Introduction
Understanding how individual atoms move on crystal surfaces is fundamental to materials science, catalysis, and nanotechnology. This atomic-scale motion, called adatom diffusion, drives processes like thin film growth and surface chemical reactions.
While learning molecular dynamics simulations for my graduate work, I discovered these simulations generate valuable training data for machine learning models. This tutorial walks through simulating copper adatom diffusion on a Cu(100) surface using LAMMPS, building on Eric N. Hahn’s excellent adatom tutorial.
What you’ll learn:
- Setting up LAMMPS for surface diffusion simulations
- Understanding simulation parameters and their impact
- Visualizing results with Ovito
- Analyzing trajectory data for ML applications
- Connecting simulation data to machine learning workflows
In follow-up posts, I’ll explore different elements (like Pt) and show how atomic properties affect diffusion behavior—valuable insights for training element-aware ML models.

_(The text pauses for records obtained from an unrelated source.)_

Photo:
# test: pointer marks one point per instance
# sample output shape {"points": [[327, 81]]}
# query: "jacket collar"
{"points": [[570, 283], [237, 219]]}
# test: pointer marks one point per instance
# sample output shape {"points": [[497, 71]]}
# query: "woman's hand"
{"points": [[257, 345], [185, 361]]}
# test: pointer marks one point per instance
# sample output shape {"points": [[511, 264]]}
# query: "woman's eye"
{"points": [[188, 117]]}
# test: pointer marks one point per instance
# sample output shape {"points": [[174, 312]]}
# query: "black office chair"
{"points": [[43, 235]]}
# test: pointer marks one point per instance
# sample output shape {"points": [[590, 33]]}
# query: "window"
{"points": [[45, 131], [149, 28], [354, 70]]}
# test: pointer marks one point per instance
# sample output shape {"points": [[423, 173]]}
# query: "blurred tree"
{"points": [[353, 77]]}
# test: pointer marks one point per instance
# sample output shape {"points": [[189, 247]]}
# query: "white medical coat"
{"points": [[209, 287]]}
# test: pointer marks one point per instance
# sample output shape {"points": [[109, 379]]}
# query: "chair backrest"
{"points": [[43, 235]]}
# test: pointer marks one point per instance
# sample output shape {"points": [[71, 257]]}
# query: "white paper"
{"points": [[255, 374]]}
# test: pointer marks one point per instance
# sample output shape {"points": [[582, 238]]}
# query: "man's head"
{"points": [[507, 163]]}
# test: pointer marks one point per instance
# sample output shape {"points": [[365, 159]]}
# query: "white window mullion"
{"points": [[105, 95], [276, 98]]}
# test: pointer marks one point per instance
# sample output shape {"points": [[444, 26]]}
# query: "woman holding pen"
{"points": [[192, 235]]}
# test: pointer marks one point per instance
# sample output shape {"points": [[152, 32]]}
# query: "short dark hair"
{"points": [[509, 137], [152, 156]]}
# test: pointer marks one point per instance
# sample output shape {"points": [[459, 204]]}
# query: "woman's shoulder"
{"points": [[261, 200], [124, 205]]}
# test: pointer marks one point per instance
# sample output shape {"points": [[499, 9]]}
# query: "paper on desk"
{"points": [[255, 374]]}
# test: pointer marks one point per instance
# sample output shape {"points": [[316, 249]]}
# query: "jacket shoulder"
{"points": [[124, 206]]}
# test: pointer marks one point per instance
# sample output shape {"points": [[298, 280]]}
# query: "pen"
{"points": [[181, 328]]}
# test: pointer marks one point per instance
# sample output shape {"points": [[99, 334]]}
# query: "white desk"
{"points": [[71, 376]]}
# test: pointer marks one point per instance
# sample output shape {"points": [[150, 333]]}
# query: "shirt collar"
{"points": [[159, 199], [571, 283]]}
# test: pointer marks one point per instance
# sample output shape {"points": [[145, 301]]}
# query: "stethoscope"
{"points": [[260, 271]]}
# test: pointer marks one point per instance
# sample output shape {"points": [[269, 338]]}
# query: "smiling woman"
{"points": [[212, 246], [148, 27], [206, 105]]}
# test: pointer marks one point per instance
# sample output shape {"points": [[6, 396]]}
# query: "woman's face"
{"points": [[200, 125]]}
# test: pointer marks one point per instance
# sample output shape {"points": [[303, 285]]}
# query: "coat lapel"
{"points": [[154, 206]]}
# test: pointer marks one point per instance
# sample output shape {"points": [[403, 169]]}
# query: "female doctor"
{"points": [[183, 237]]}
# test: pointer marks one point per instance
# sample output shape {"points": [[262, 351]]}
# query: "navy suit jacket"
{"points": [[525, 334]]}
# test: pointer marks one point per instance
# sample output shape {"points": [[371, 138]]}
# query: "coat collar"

Update: I’ve now written about Pt adatom diffusion, which shows how heavier atoms behave quite differently on surfaces—great for understanding element-specific effects in ML models.
Understanding Adatoms and Surface Diffusion
What is an Adatom?
An adatom (adsorbed atom) sits on a crystal surface but isn’t incorporated into the bulk structure. Unlike bulk atoms coordinated by multiple neighbors, adatoms have fewer bonds, making them highly mobile and reactive.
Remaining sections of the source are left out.